You are viewing a plain text version of this content. The canonical link for it is here.
Posted to dev@arrow.apache.org by Li Jin <ic...@gmail.com> on 2023/03/09 17:43:03 UTC

Timestamp unit in Substrait and Arrow

Hi,

I recently came across some limitations in expressing timestamp type with
Substrait in the Acero substrait consumer and am curious to hear what
people's thoughts are.

The particular issue that I have is when specifying timestamp type in
substrait, the unit is "microseconds" and there is no way to change that.
When integrating with Arrow, often we have timestamps in an internal system
that is of another unit, e.g., a flight service that returns a timestamp in
nanos. Also, interop with pandas, because pandas internally use
nanoseconds, that is another gap.

Currently as a result, we often need to convert from nanos <-> micro when a
substrait plan is involved to specify timestamps. It feels to me as
something missing in substrait but I wonder what other people think.

(Sending this to Arrow mailing list because I know some people here are
pretty involved with substrait and I am more familiar with the folks in the
Arrow community. Therefore wanted to get some thoughts from the people
here).

Li

Re: Timestamp unit in Substrait and Arrow

Posted by Li Jin <ic...@gmail.com>.
Thanks Weston for the insight - for the short term we are going to try to
unify the time unit to "microseconds" to be compatible with substrait and
pay the cost of converting to nanoseconds (e.g., when passing to pandas)
when needed.

Longer term I think option (3) is probably the most practical (although,
perhaps not worthwhile if the paying performance cost at
microseconds/nanoseconds convention isn't too bad in practice)

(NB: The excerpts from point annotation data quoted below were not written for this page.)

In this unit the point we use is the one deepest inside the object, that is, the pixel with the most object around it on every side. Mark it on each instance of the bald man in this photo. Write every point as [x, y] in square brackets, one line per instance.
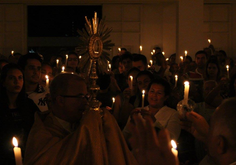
[219, 136]
[70, 134]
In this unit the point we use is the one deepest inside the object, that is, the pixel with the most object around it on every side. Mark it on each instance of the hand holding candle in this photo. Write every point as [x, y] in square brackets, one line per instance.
[143, 96]
[17, 152]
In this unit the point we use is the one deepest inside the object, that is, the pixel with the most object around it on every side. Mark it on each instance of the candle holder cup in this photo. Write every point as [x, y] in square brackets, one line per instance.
[182, 108]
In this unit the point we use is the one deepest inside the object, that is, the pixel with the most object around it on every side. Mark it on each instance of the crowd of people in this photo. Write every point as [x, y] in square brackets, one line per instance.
[54, 125]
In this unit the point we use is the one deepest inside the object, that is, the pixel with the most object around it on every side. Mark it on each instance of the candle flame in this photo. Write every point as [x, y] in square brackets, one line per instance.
[173, 143]
[15, 142]
[186, 83]
[143, 91]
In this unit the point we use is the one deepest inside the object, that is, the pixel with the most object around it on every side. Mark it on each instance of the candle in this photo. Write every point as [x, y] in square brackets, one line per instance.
[143, 96]
[186, 92]
[131, 82]
[17, 152]
[113, 101]
[209, 41]
[227, 67]
[174, 148]
[66, 59]
[185, 53]
[63, 69]
[176, 80]
[140, 48]
[151, 62]
[181, 58]
[47, 80]
[57, 61]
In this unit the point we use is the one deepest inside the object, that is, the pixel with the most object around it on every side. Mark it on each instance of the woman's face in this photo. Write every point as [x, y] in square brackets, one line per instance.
[73, 61]
[156, 96]
[14, 81]
[143, 82]
[46, 70]
[212, 70]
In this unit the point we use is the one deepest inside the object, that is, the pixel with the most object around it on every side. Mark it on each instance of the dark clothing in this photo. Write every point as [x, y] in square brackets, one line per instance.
[15, 123]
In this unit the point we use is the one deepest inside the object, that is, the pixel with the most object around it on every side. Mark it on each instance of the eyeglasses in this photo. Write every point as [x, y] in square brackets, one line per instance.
[81, 96]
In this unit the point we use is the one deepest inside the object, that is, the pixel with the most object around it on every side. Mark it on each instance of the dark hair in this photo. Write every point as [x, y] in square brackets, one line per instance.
[213, 61]
[126, 55]
[201, 52]
[164, 83]
[3, 92]
[140, 57]
[23, 59]
[145, 72]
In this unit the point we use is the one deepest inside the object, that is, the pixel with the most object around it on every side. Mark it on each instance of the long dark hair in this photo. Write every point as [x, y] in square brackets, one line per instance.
[3, 93]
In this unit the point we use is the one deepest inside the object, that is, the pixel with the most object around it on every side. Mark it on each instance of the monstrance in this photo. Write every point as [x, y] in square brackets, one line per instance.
[93, 47]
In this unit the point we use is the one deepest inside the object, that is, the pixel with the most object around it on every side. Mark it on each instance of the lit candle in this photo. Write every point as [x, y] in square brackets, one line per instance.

On Thu, Mar 9, 2023 at 1:36 PM Weston Pace <we...@gmail.com> wrote:

> The Substrait decision for microseconds was made because, at the time, the
> goal was to keep the type system simple and universal, and there were
> systems that didn't support ns (e.g. Iceberg, postgres, duckdb, velox).
>
> A few options (off the top of my head):
>
>  1. Attempt to get a nanoseconds timestamp type adopted in Substrait.
>
> I'm not sure how much enthusiasm there will be for this.  I think Acero is
> the only consumer that would take advantage of this.  Perhaps Ibis or
> Datafusion would have some interest.  It would require changing an old
> Substrait agreement around the rules for which data types to use.
>
> 2. Treat timestamp(ns) as a variation of timestamp(us).
>
> I'm listing this for thoroughness however I don't think we can do this.
> Substrate requires timestamps to be able to go out to the year 9999 and a
> 64-bit nanoseconds from the epoch cannot do this.
>
> 3. Treat timestamp(ns) as a user-defined type (from Substrait's
> perspective)
>
> This is probably the easiest approach in terms of consensus-building.  The
> Substrait consumer should already have the plumbing for this in
> src/arrow/engine/substrait/extension_types.h  I think getting Acero to work
> here will be pretty easy.  The trickier part might be adapting your
> producer (Ibis?)
>
> On Thu, Mar 9, 2023 at 9:43 AM Li Jin <ic...@gmail.com> wrote:
>
> > Hi,
> >
> > I recently came across some limitations in expressing timestamp type with
> > Substrait in the Acero substrait consumer and am curious to hear what
> > people's thoughts are.
> >
> > The particular issue that I have is when specifying timestamp type in
> > substrait, the unit is "microseconds" and there is no way to change that.
> > When integrating with Arrow, often we have timestamps in an internal
> system
> > that is of another unit, e.g., a flight service that returns a timestamp
> in
> > nanos. Also, interop with pandas, because pandas internally use
> > nanoseconds, that is another gap.
> >
> > Currently as a result, we often need to convert from nanos <-> micro
> when a
> > substrait plan is involved to specify timestamps. It feels to me as
> > something missing in substrait but I wonder what other people think.
> >
> > (Sending this to Arrow mailing list because I know some people here are
> > pretty involved with substrait and I am more familiar with the folks in
> the
> > Arrow community. Therefore wanted to get some thoughts from the people
> > here).
> >
> > Li
> >
>

Re: Timestamp unit in Substrait and Arrow

Posted by Weston Pace <we...@gmail.com>.
The Substrait decision for microseconds was made because, at the time, the
goal was to keep the type system simple and universal, and there were
systems that didn't support ns (e.g. Iceberg, postgres, duckdb, velox).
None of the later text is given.